Determination of several N-methyl-D-aspartate receptor blockers in plasma and brain by a selective high-performance liquid chromatographic method with column switching.

A general procedure is presented for the determination of several N-methyl-D-aspartate (NMDA) receptor open-channel and subtype-selective blockers, which have been evaluated and developed as neuroprotective drugs for the treatment of brain stroke and trauma. The method involves deproteination of plasma with ethanol, or homogenization of brain samples in ethanol, dilution of the supernatant with ammonium acetate and direct injection into an HPLC column-switching system.

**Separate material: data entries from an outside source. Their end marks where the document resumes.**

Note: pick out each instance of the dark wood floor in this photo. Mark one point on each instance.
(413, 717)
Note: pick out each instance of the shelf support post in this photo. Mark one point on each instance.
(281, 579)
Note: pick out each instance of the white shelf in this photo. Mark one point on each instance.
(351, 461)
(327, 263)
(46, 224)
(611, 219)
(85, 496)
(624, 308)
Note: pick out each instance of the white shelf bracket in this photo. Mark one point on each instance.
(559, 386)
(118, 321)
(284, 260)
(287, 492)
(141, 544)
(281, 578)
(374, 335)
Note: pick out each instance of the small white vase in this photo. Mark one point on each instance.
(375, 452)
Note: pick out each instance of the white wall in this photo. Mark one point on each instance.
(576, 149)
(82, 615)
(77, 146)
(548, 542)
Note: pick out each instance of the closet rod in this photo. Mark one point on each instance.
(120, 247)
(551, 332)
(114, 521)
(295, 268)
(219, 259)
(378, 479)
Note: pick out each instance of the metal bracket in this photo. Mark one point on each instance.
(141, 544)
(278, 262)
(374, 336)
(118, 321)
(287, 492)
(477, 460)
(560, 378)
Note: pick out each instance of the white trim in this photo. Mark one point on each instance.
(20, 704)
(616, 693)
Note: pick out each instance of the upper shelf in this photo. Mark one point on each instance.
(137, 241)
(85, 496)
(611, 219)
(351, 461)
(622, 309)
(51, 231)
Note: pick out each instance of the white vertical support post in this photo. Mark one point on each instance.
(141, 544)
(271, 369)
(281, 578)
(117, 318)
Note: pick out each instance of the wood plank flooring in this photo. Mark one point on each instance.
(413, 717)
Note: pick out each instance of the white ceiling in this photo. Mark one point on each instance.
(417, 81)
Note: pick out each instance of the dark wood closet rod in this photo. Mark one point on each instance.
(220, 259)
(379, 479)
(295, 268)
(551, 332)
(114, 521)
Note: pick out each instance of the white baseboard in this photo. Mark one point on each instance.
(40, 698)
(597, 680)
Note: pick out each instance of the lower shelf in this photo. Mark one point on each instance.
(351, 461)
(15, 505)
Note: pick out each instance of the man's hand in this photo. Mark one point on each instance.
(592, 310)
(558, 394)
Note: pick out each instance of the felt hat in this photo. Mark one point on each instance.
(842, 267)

Although the investigated NMDA receptor blockers are all tertiary amines, they have quite different structures. However, they are all concentrated on the first column (Purospher RP-18, 125 x 4 mm), whereas polar interfering compounds are washed out with 1% ammonium acetate-acetic acid-acetonitrile (100:1:5, v/v/v). Due to the special selectivity of the Purospher RP-18 material, the analytes and the internal standard are then selectively eluted with 25% acetonitrile (without any buffer in the mobile phase) and transferred to the analytical column (Superspher 60 RP-select B, 250 x 4 mm), where they are separated by gradient elution and detected by UV or fluorescence detection. The low degree of interference allowed the development of sensitive methods with quantification limits of 5 ng/ml for animal plasma (0.4 ml used), 0.5 ng/ml for human plasma (1 ml used) and 50 ng/g for brain tissue (200 mg used).